На столе водка, консервы, черный хлеб, колбаса - время "пайковое", в стране все еще карточная система.
- Может быть, послушаем рассказы, стихи? Поэты есть? - спрашивает Олеша.
- Я пишу и стихи, - признается юноша.
- Читайте.
Олеша продолжает держать стакан в руке. Он забыл о водке, он не торопится. Он откинулся на вытертую спинку старого кресла, обитого черным бархатом. Кресла широкие, тяжелые, спинки высокие, с искусной резьбой. Такое впечатление, что эти кресла перетащили из старого здания губернского суда. Кто знает, может быть, это и так.
Мне помнится твоя рука, Задорный взор очей мальчишки, Пропали лепестки цветка, Поблекшие в страницах книжки.

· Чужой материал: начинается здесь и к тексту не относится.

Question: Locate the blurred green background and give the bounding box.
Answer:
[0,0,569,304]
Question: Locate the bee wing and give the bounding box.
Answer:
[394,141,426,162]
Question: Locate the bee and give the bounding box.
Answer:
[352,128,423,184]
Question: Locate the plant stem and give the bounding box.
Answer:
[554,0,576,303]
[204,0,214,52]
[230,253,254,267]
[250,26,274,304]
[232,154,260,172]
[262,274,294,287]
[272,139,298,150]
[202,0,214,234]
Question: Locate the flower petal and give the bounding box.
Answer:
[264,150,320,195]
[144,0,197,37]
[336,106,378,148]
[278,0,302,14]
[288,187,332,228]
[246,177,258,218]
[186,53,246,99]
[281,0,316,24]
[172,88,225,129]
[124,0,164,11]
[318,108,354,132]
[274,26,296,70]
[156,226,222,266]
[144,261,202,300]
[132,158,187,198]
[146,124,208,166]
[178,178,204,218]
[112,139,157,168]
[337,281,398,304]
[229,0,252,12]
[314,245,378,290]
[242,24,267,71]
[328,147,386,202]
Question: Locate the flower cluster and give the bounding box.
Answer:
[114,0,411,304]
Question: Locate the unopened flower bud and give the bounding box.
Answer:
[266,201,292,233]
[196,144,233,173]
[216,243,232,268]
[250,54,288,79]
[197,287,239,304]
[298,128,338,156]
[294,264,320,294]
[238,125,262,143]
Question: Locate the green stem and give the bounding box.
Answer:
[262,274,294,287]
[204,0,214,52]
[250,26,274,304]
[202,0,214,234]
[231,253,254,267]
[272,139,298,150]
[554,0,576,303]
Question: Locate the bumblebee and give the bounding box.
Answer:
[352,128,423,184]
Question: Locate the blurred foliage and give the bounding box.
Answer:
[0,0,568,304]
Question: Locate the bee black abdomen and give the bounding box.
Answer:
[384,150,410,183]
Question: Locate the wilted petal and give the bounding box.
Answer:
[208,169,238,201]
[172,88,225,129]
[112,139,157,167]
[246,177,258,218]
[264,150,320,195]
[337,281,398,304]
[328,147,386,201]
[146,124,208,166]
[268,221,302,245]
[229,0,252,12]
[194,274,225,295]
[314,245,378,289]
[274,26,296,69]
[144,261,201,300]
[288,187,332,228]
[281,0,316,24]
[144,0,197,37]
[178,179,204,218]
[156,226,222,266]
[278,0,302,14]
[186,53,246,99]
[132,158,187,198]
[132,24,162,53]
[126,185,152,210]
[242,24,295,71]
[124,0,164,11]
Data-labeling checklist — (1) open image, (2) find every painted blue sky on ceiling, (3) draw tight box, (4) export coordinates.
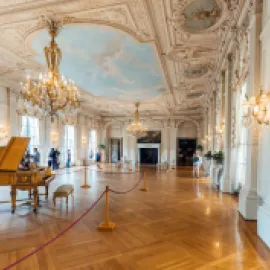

Олеша мрачнеет. Он ставит стакан на черный столик, чуть двигает его дальше, к середине, опускает голову. Олеша сердит.
- Всё?
Олеша вскакивает, не встает, не приподнимается, а вскакивает с кресла, уходит в угол, к окну.
- Как можно? Как можно? Жить среди таких людей, хорошо знать прошлое своего города - трагическое прошлое, так рассказывать о его истории и сочинять стихи для гимназисток, сочинять альбомную дребедень... Тут нечего разбирать. Шелуха, - он сердито растягивает это слово, - шелуха.
- За такие стихи он еще получает подземный паек, - шутят товарищи. Он работает на шахте.